Régis Juanico, député socialiste de la Loire et secrétaire national du PS, explique sur son blog les raisons pour lesquelles il a voté contre le mécanisme européen de stabilité.
Ce mardi 21 février, l’Assemblée s’est prononcée sur un texte important relatif à la mise en place d’un Mécanisme Européen de Solidarité. Plus exactement, il s’est agi de ratifier une modification du traité européen visant à intégrer le principe du MES au traité dit de Lisbonne et imposé par une ratification parlementaire en 2008 et dans le même temps de ratifier la création du MES.
Le MES crée un fonds de solidarité permanent pour soutenir financièrement les Etats en difficulté, ce qui est plutôt un progrès par rapport au Fonds Européen de Soutien Financier (FESF) et prévoit les modalités d’intervention sur les marchés, une réserve financière disponible pouvant aller jusqu’à 700 milliards d’euros et des modalités de gouvernance.

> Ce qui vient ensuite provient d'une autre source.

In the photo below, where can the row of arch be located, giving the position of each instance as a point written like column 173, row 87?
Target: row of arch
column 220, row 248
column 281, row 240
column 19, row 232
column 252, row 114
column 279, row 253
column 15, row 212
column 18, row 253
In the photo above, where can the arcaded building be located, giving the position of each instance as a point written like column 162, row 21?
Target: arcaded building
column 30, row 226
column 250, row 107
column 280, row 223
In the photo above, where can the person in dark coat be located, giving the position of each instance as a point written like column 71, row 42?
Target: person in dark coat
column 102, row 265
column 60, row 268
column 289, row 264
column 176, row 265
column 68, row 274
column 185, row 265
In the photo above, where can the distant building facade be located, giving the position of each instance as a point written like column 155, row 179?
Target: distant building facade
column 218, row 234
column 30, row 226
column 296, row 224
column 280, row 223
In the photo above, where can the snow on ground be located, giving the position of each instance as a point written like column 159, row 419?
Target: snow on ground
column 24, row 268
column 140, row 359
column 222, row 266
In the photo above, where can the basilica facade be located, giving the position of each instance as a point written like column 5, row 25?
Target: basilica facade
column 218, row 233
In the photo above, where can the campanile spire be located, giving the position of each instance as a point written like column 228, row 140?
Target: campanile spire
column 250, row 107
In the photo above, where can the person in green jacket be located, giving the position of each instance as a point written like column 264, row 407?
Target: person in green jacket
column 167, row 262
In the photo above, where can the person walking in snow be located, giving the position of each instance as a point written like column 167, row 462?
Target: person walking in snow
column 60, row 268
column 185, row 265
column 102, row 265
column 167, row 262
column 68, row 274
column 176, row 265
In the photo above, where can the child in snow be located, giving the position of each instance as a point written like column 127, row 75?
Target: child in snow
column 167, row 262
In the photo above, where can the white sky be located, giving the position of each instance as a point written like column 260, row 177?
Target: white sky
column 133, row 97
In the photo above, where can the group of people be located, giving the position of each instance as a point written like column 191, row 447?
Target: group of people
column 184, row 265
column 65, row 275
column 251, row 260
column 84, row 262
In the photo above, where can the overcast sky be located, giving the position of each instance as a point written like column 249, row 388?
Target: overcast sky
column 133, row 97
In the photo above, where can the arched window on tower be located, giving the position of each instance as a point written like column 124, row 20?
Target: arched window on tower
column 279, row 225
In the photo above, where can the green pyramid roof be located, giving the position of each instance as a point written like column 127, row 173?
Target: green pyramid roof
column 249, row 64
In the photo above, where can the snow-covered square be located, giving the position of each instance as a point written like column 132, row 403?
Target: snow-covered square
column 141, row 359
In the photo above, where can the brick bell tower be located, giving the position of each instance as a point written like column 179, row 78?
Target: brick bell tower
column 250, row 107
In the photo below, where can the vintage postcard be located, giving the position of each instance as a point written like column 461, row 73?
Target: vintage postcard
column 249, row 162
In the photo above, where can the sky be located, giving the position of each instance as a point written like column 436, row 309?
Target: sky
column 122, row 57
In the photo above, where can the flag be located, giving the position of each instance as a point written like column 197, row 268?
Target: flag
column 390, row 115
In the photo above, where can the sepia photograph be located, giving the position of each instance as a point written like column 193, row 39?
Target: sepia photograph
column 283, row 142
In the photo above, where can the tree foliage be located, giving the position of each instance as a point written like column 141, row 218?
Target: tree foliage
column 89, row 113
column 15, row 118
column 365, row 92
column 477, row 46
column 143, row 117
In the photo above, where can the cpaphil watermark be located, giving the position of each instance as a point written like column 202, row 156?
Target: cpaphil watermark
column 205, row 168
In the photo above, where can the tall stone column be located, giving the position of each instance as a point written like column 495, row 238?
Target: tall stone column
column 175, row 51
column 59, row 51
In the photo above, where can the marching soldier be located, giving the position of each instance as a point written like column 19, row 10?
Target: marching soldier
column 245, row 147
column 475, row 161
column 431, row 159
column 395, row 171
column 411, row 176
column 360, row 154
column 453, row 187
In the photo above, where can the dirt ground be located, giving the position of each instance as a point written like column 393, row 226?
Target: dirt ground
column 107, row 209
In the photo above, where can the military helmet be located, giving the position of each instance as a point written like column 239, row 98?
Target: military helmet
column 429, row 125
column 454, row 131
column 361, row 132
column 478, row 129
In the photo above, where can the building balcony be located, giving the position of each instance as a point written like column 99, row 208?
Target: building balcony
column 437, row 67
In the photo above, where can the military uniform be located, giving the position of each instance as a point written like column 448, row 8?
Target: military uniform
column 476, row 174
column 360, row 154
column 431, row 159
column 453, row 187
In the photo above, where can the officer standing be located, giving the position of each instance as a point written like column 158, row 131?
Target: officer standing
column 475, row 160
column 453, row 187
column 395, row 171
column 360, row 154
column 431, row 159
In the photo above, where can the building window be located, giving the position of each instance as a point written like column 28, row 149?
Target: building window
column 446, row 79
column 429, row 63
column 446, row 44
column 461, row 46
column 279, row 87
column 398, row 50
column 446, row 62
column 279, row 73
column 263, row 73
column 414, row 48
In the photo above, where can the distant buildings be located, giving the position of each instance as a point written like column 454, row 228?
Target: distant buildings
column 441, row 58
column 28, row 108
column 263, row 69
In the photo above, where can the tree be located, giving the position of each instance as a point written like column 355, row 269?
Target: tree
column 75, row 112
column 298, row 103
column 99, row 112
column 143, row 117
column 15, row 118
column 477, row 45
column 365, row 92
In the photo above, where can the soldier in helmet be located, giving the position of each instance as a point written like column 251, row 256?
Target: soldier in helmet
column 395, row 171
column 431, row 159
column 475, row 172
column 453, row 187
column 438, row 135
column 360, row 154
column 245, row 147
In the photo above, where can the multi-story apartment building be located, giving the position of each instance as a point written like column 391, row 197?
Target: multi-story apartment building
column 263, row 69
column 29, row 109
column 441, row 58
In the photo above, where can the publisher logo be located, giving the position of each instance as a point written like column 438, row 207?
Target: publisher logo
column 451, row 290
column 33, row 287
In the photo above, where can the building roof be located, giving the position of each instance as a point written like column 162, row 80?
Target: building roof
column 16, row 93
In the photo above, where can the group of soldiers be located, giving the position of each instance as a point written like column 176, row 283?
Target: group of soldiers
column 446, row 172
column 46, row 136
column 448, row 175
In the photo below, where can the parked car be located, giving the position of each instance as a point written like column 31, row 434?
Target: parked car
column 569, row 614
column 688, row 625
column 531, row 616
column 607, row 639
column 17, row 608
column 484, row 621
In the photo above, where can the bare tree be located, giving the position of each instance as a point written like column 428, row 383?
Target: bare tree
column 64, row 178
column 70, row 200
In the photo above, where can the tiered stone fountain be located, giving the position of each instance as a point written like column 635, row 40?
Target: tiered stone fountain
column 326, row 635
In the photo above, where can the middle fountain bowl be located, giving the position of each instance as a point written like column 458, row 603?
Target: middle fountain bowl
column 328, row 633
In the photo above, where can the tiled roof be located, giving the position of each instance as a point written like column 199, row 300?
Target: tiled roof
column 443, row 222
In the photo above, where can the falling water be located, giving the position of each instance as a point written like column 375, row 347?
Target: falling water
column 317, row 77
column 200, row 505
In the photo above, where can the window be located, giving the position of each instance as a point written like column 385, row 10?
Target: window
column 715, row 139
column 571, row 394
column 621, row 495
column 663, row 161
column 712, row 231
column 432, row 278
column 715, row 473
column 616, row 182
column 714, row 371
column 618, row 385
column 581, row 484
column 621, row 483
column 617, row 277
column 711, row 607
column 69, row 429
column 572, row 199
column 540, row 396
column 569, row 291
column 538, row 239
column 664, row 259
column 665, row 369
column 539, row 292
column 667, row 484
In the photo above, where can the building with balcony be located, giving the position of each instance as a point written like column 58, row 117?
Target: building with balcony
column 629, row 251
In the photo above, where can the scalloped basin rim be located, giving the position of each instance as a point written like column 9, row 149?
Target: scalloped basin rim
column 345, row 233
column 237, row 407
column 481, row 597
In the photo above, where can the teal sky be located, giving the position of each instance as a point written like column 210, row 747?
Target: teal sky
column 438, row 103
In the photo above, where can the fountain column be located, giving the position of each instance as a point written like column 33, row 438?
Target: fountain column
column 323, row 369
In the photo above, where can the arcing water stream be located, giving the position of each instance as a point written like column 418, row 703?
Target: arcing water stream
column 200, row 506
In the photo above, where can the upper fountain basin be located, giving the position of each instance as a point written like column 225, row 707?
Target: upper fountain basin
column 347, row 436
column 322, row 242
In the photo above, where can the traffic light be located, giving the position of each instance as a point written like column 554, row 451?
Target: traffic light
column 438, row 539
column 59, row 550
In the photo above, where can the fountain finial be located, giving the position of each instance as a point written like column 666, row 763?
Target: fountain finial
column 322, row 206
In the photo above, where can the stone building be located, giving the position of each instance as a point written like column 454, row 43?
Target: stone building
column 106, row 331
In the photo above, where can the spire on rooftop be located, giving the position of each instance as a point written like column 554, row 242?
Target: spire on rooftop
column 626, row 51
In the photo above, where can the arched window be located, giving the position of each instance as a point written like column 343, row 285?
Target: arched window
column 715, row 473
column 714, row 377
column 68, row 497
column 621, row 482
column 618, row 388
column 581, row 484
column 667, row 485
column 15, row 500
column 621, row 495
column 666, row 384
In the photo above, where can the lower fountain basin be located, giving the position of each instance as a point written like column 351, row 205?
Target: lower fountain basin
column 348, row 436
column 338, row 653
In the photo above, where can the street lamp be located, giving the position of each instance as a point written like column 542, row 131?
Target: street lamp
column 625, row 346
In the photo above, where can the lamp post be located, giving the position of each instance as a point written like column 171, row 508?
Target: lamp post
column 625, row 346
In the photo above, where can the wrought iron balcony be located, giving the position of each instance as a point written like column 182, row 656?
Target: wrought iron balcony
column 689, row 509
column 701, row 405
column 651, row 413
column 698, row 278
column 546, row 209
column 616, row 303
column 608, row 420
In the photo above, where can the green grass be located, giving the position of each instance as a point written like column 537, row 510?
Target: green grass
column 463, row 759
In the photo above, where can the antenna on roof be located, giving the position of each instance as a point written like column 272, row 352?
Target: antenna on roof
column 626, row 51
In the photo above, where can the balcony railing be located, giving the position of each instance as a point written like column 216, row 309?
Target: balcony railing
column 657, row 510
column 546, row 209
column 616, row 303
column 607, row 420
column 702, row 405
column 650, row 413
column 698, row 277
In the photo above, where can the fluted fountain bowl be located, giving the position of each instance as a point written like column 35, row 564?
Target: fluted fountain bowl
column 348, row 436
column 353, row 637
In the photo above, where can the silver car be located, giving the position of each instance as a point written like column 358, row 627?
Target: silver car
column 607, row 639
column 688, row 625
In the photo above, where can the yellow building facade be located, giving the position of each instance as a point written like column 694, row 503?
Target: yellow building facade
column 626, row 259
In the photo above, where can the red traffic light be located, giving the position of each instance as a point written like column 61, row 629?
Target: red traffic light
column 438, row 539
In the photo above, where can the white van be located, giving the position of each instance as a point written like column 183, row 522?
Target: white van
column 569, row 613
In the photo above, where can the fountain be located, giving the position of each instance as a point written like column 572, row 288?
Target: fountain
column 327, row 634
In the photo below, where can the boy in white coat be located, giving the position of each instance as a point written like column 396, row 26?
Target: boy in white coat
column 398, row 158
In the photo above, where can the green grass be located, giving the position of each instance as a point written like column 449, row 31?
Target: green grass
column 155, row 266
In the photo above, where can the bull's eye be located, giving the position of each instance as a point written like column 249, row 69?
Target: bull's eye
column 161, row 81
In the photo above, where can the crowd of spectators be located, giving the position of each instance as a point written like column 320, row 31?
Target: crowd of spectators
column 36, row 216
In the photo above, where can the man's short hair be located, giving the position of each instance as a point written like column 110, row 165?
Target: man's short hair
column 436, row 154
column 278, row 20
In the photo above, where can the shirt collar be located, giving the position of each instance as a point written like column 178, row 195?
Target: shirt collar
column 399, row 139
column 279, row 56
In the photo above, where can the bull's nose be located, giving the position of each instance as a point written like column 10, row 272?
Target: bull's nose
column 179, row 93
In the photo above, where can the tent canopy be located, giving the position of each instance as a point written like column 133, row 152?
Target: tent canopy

Il dit aussi que toute intervention fera l’objet de contreparties, notamment en termes d’engagements budgétaires et en lien avec le FMI. Les 700 milliards devraient être apportés par les Etats, d’abord sous la forme d’un apport de parts libérées pour 80 milliards, le reste étant des « parts sujettes à appel » par le MES en cas de défaillance. Celle de la France s’élève à 147 milliards mais il est très peu probable qu’elle soit appelée. Les membres du groupe socialiste ont fait le choix majoritaire de s’abstenir en avançant principalement deux arguments :
- Le premier est que nous demandons un outil européen d’intervention sur les marchés financiers pour garantir la stabilité et protéger des Etats attaqués par des spéculateurs. Je considère, avec d’autres, que sur ce point, il serait plus intéressant que ce rôle soit dévolu à la BCE mais à condition évidemment de revenir sur son indépendance. Par ailleurs, le fonctionnement du MES comporte de nombreuses lacunes sur le plan technique, il ne dispose pas notamment du statut de banque et n’aura pas la possibilité d’accéder au financement de la Banque Centrale Européenne.
- Le second argument est que ce texte est juridiquement et intrinsèquement lié au Traité de rigueur budgétaire négocié par le binôme Merkel-Sarkozy et tendant à généraliser la règle d’or et l’austérité en Europe.
C’est là un point important mais qui est aussi source de confusion car le texte du MES renvoie explicitement à travers deux de ses considérants au texte dudit traité. Et réciproquement.
Ce traité de stabilité budgétaire et d’austérité généralisée n’est pas un bon texte et François Hollande a d’ores et déjà annoncé qu’il le renégocierait sitôt après les élections si les Français lui en donnent mandat. Nous sommes tous d’accord pour dire que la politique européenne doit être réorientée de manière forte et claire, notamment pour favoriser la relance, la croissance et l’emploi. Nous le voyons en Grèce, sans croissance, l’endettement génère des plans de rigueur sans fin qui finissent par affecter la croissance, dans un cercle vicieux.
Aujourd’hui, c’est donc uniquement sur le MES que nous avions à nous prononcer. J’ai voté contre pour trois raisons.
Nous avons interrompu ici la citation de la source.